CBO Teórica 1 - Prova de Bases da Oftalmologia — Prova 2016
É considerada função do epitélio pigmentado da retina:
EPR = Barreira hematorretiniana externa + Síntese de antioxidantes + Ciclo visual.
O Epitélio Pigmentado da Retina (EPR) desempenha funções metabólicas críticas, incluindo a proteção contra estresse oxidativo e a manutenção da barreira hematorretiniana externa.
O Epitélio Pigmentado da Retina (EPR) é fundamental para a sobrevivência dos fotorreceptores. Ele atua como um zelador metabólico, processando os discos descartados dos segmentos externos dos cones e bastonetes através da fagocitose. Sem essa renovação constante, haveria acúmulo de detritos tóxicos. Além disso, o EPR é o local onde ocorre a isomerização do retinol, etapa vital para que os pigmentos visuais possam ser reativados após a exposição à luz. Clinicamente, disfunções no EPR estão na base de diversas distrofias retinianas e da DMRI, tornando-o um alvo principal para terapias gênicas e farmacológicas modernas.

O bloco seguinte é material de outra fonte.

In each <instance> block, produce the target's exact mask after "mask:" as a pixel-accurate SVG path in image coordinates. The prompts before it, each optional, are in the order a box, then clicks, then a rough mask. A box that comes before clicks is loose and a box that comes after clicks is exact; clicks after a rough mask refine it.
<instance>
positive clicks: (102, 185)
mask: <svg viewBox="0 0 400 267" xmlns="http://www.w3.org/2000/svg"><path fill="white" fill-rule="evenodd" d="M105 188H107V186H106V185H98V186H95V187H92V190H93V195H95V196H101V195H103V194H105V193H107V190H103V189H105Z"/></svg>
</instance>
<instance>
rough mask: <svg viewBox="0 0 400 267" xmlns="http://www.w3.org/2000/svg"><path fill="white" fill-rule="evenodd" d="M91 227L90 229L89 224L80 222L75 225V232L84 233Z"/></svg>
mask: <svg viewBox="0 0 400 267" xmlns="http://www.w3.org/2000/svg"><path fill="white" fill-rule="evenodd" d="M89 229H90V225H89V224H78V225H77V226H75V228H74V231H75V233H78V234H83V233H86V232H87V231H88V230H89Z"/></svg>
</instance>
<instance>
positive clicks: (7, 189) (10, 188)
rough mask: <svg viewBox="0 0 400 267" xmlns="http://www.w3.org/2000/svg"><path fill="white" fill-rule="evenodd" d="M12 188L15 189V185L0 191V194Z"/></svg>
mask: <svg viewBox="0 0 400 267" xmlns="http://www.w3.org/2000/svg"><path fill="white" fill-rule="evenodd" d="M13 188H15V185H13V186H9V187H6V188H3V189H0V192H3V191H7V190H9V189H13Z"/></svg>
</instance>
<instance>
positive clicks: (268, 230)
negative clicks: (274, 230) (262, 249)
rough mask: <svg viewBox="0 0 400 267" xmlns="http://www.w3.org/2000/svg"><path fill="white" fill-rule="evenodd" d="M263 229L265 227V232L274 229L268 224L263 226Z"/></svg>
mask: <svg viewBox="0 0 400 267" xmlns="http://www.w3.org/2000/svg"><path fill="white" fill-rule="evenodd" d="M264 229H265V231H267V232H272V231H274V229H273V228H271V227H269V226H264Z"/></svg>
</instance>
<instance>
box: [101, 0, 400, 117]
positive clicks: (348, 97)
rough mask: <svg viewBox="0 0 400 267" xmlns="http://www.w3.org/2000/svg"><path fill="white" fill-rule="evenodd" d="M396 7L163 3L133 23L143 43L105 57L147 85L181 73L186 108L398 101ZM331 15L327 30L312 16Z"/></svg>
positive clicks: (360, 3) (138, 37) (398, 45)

O Epitélio Pigmentado da Retina (EPR) é uma camada única de células hexagonais altamente especializadas localizadas entre a retina sensorial e a coroide. Suas funções incluem: 1) Absorção de luz dispersa para melhorar a qualidade visual; 2) Transporte transepitelial de nutrientes da coroide para a retina e de resíduos no sentido oposto; 3) Participação crucial no ciclo visual através da regeneração do 11-cis-retinal; 4) Fagocitose e renovação dos segmentos externos dos fotorreceptores; 5) Formação da barreira hematorretiniana externa via zônulas de oclusão; e 6) Secreção de fatores de crescimento e enzimas antioxidantes para proteger a retina contra danos foto-oxidativos.
A retina é um dos tecidos com maior atividade metabólica do corpo e está constantemente exposta a altos níveis de oxigênio e luz, o que gera espécies reativas de oxigênio (EROs). O EPR combate esse estresse oxidativo através da síntese e atividade de enzimas antioxidantes, como a superóxido dismutase, catalase e glutationa peroxidase. Além disso, o EPR contém pigmentos como a melanina, que absorve a luz e sequestra radicais livres. A falha nesses mecanismos de defesa antioxidante está intimamente ligada à patogênese de doenças degenerativas, como a Degeneração Macular Relacionada à Idade (DMRI), onde o acúmulo de danos oxidativos leva à disfunção celular.
A barreira hematorretiniana (BHR) é essencial para manter o microambiente estável da retina. A BHR interna é composta pelas junções apertadas (tight junctions) entre as células endoteliais dos capilares retinianos, impedindo a passagem livre de substâncias do sangue para o tecido retiniano. Já a BHR externa é formada pelas junções de oclusão entre as células do Epitélio Pigmentado da Retina (EPR). Esta barreira regula o fluxo de solutos e nutrientes provenientes da coriocapilar em direção aos fotorreceptores. A quebra de qualquer uma dessas barreiras resulta em edema retiniano e perda visual, como observado na retinopatia diabética ou na DMRI exsudativa.